In 2001, King County Sheriff Dave Reichert in Washington state relied on a DNA match to solve the case of the Green River Killer, who murdered 49 women and still ranks as the nation’s most prolific serial killer, McClatchy Newspapers report. Now a congressman, Reichert wants to expand the use of DNA testing by getting more states to collect DNA samples, just as they do fingerprints, when suspected felons are arrested for state crimes.
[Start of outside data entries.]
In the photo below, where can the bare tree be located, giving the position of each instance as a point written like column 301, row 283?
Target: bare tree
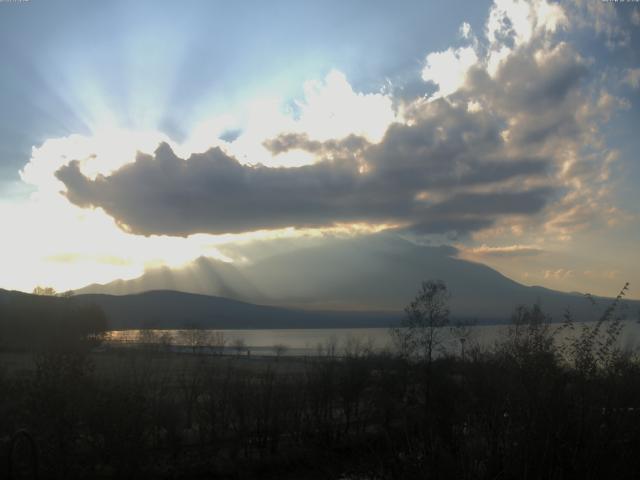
column 280, row 349
column 420, row 332
column 239, row 345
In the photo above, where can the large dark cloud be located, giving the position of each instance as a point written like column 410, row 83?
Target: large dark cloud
column 449, row 168
column 214, row 193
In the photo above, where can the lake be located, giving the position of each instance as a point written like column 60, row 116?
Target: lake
column 300, row 342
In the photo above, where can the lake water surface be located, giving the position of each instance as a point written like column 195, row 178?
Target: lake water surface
column 312, row 341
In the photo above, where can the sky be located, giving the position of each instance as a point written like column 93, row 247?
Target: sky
column 140, row 134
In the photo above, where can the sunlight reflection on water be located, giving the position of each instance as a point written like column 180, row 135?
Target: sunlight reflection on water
column 302, row 342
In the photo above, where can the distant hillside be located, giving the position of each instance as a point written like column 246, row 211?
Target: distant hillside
column 379, row 273
column 170, row 309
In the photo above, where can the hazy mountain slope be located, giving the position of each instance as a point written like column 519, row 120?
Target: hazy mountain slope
column 376, row 273
column 170, row 309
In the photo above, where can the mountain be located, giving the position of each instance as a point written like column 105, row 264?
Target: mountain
column 171, row 309
column 375, row 273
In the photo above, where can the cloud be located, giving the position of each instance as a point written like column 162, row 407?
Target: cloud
column 214, row 193
column 632, row 77
column 449, row 69
column 506, row 251
column 508, row 136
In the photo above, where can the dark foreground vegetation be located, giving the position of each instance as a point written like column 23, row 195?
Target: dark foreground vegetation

Testing already is allowed for anyone arrested for a federal crime; 24 states have passed such a law. Reichert wants to spend $30 million over 5 years to provide incentives for the remaining 26 states to pass similar laws.

Critics, including the American Civil Liberties Union, say it’s an invasion of privacy and that DNA testing should be reserved for convicted felons. They note that hundreds of thousands of people are arrested each year but that many of them are never charged or convicted. Reichert has teamed up with Jayann and David Sepich of Carlsbad, N.M., whose 22-year-old daughter, Katie was raped, strangled, set on fire, and abandoned at a dump site in August 2003. Jayann Sepich said a national DNA sample law could save hundreds of lives, and she wants to help others avoid her trauma. She’s become an expert, testifying at statehouses across the U.S. and works full time on the issue.